The U.S. trade show and event planning industry is a highly fragmented service industry comprised of meeting planners and suppliers who organize, design, promote, manage business and consumer trade shows, conferences, and meetings. The meetings industry has a direct impact on the airlines and the hotels, restaurants, sightseeing tours and economies in the cities that host meetings.
Unfortunately, in addition to facing a persistent recession, negative political and media comments have impacted the industry. One event planning company reported losing 90% of their scheduled events for 2009 after President Obama commented on Las Vegas meeting excesses. In response, associations have merged, meetings moved from resorts to less “lavish” properties, and meetings were consolidated or scheduled for fewer days.
According to the CEIR Index published by the Center for Exhibition Industry Research, the exhibition industry suffered big declines in the first quarter of 2009, dropping 11.6 percent compared to the first quarter of 2008. In the first quarter, revenues were hardest hit, dropping 19.7 percent for the quarter, net square footage of exhibit space used fell 14.8 percent, and the number of exhibiting companies was down 10.4 percent.

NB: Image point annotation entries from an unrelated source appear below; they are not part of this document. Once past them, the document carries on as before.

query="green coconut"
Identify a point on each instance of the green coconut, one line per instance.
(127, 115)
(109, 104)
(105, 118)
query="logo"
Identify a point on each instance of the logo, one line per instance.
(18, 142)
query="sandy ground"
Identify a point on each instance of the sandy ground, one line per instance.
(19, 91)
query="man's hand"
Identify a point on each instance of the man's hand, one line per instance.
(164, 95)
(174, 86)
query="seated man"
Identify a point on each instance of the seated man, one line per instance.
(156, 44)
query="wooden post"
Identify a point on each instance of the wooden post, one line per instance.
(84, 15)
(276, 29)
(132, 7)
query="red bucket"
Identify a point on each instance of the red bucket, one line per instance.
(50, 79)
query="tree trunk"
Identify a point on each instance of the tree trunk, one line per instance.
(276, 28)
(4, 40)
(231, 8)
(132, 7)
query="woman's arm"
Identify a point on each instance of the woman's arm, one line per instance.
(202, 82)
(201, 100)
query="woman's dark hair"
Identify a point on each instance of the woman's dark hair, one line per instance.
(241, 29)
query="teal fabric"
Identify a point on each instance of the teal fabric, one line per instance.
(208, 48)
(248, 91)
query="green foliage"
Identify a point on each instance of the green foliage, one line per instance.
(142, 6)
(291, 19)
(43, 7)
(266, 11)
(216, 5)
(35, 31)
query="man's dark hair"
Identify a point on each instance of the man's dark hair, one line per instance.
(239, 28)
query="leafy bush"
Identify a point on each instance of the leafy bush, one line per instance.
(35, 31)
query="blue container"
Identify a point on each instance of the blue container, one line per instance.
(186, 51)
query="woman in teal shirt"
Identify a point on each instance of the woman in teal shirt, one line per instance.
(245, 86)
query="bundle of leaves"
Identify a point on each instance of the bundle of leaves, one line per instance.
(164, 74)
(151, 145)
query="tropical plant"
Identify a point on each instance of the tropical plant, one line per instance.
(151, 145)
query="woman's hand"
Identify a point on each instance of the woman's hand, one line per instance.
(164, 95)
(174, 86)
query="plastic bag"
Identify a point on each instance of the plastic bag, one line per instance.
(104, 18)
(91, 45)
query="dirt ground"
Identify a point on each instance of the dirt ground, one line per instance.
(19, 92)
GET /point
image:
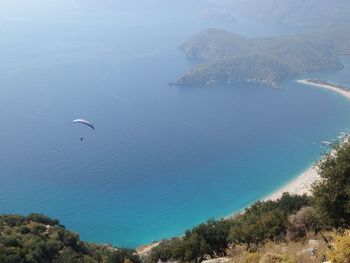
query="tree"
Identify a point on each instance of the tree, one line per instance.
(331, 196)
(340, 251)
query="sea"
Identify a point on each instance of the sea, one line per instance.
(162, 159)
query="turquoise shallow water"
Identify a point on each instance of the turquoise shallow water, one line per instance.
(161, 159)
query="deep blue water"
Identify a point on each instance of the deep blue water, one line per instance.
(161, 159)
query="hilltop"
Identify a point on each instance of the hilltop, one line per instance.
(227, 58)
(296, 12)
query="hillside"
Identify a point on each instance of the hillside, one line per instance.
(296, 12)
(228, 58)
(39, 239)
(291, 229)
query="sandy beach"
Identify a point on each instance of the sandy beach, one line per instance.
(340, 91)
(300, 185)
(303, 183)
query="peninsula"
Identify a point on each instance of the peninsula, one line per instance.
(228, 59)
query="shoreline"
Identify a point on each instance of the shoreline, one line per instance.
(329, 86)
(303, 182)
(299, 185)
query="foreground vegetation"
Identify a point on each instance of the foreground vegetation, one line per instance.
(291, 229)
(277, 231)
(37, 238)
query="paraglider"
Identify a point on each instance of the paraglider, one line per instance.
(85, 122)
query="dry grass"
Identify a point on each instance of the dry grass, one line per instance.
(304, 251)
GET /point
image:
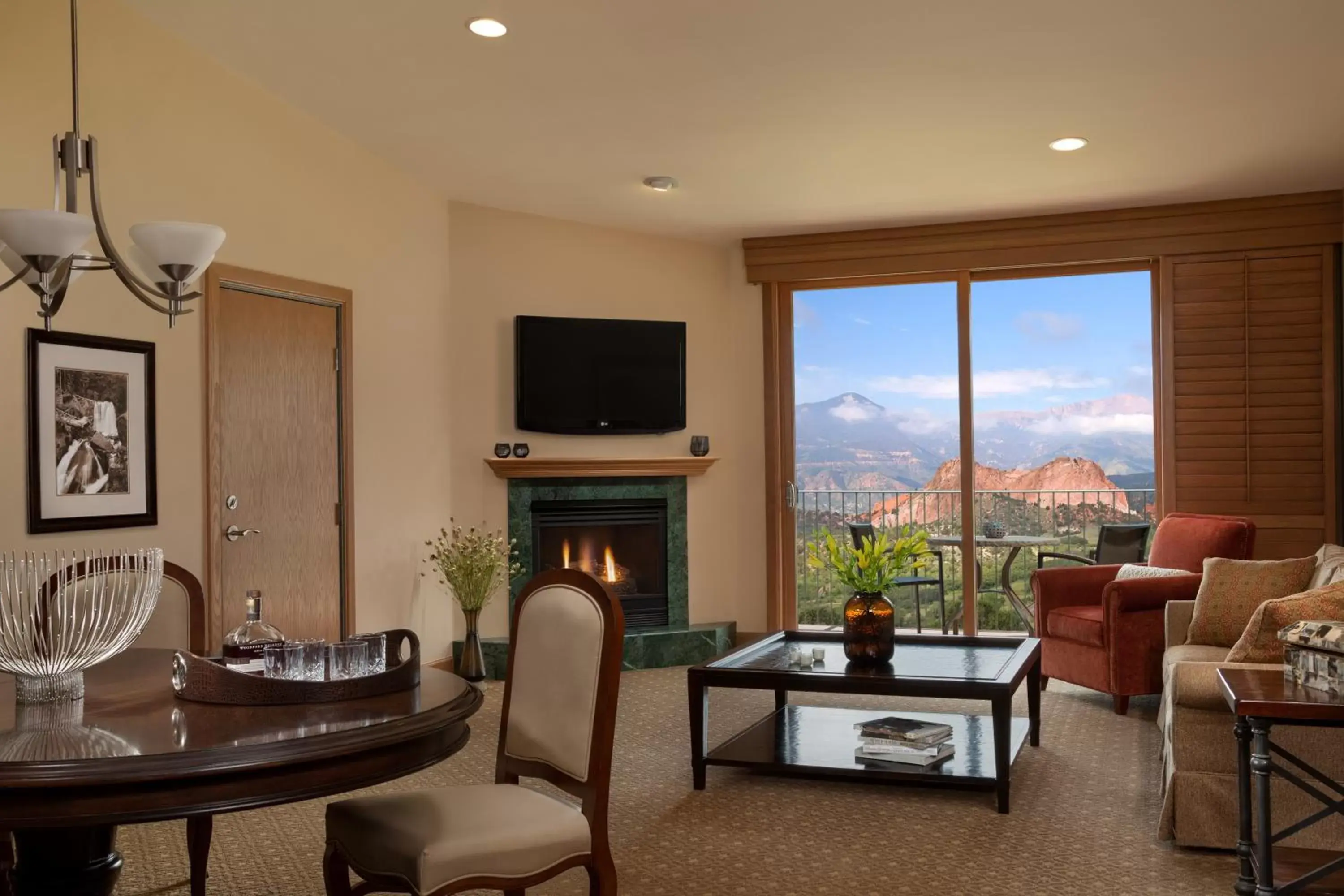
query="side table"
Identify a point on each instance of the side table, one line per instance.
(1262, 699)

With companies limiting convention attendance and tightening travel budgets, hotel revenue has declined 18.7 percent, occupancy dropped 10.9 percent and the average daily rate fell 8.7 percent for the first half of 2009 vs. the same period in 2008, according to data released by Smith Travel Research (STR). Senior STR VP Bobby Bowers said, "The first half of 2009 was, without question, one of the most challenging the U.S. lodging industry has experienced." STR is currently forecasting a total industry revenue decline of about 17 percent for full-year 2009."